No, not a specific person, but the generic individual who is passionate about saving the planet. This article is about you – and about Angus Forbes, who wants you to exercise your vote for self-determination through his Global Planet Authority (GPA).
A passionate proponent of saving the biosphere and a former financier, now married to Darcey Bussell, a fellow philanthropist, Angus is nothing if not evangelical about the cause that unites, or ought to unite all humans.
As he gave a powerful presentation at the Mayfair offices of Brown Rudnick, to a well-heeled audience of lawyers, investors, clients and guests, he sounded like a cross between a benign dictator and Jesus Christ, with a Quixotian touch in the mix.
He was drumming up support for his new GPA foundation by way of presenting his eponymous book and proselytising with poignancy, humility and boundless idealism. He was compelling us to believe that awareness and super-connectivity would transcend local and national politics, and harness the power of billions of global citizens who can and will reverse the degradation of the biosphere.

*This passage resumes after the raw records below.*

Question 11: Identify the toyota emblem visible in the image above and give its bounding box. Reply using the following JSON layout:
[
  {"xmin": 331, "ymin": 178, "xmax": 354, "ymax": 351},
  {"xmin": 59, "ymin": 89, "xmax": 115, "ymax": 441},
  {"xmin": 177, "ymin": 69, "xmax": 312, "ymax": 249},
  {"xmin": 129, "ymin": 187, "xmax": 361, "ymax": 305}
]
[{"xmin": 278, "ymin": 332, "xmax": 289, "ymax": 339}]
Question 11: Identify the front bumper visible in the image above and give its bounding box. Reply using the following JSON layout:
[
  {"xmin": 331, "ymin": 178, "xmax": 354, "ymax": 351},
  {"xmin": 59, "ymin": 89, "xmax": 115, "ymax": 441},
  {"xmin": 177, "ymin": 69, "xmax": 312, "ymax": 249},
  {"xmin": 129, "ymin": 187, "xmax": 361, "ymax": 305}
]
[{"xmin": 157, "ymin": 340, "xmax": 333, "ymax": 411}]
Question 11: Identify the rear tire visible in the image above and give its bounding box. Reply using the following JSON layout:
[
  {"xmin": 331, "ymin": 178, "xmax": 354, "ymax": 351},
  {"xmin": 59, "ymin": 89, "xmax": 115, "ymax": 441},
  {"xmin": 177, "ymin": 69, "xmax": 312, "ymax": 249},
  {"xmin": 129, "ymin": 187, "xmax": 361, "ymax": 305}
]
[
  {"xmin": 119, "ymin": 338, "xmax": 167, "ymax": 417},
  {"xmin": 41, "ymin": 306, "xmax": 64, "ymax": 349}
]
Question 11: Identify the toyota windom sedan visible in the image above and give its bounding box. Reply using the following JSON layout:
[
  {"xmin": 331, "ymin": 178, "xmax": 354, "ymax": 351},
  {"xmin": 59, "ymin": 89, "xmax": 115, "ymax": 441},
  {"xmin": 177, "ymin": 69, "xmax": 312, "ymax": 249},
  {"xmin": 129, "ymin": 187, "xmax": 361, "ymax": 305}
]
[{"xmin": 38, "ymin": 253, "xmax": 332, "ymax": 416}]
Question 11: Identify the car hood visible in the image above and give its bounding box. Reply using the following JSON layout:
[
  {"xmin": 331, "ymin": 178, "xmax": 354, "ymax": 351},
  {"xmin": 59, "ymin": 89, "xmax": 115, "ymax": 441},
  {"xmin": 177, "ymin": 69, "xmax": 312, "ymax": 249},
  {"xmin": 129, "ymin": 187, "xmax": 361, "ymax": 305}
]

All too frequently, the new emissaries of the saving the planet project, whatever their focus, come across as a motley crew of utopian fruitcakes, even though the momentum is now palpable (cue the “Greta Effect”). Not so Angus Forbes, whose credentials, mastery of the statistics, and friends in high places (he is a director of the Prince’s Rainforest Project, a founder of Bankers without Boundaries and his book is endorsed by the likes of Paul McCartney and Chris Darwin among others) place him above the fray.
I haven’t had a chance to read the book at the time of writing the article, so this is not a book review, nor is it an in-depth look at the complexities of his proposition (and there are many).
At its most basic, it goes like this: radical change comes from grass root movements and if 1.5 billion connected individuals across the globe were to vote for a nation-wide governance geared to saving the biosphere, they would have the executive power to act on the GPA manifesto.
For the book is indeed a manifesto: warning of the very plausible danger of total annihilation by the year 2050, its stated goal is to weaponise and enable the global environmental warrior through commandeering assets and levying global transaction fees, such as a flat 3% GDP charge and progressive taxation of the wealthy.
Angus Forbes is excellent at fielding some of the obvious questions re. the effects of cutting nitrogen production, overpopulation, consumerism and “are we too late?”.
On topics such as seizing executive power he simply wants to take a leap of faith based on historical events of revolutionary proportions and consequences.
Nor is there an easy answer to convincing the emerging middles classes in Asia, Africa and South America to revert to voluntary frugality. How can we deny them plane travel, rich food, fancy cars and CO2 generating experiences we’ve enjoyed for decades of oblivious and wanton indulgence?
As I stepped out of the opulent Brown Rudnick offices and walked past the glittering high brand shops in nearby Bond Street, I reflected on how the GPA manifesto would play out on the “Global Luxury Authority” and the average Londoner whose major preoccupations are with the immediate and most pressing.
I resisted the urge to book a Uber and took the bus instead. On the chug along ride back home, I listened to two 30 somethings discussing landing a job at an advertising agency that promotes the interests of some major corporate culprits of industrial pollution.
Are Angus Forbes and his disciples going to win the good battle and ultimately the war against destroying our precious planet, and our very species?
The stakes are huge, but so are the obstacles.
Can I convince you the planet is facing likely obliteration by 2050 and that re-using your Waitrose plastic bag wouldn’t make a dent on the march towards destruction? Would YOU then vote for the GPA manifesto, not just with ticking the box but by radically changing your lifestyle?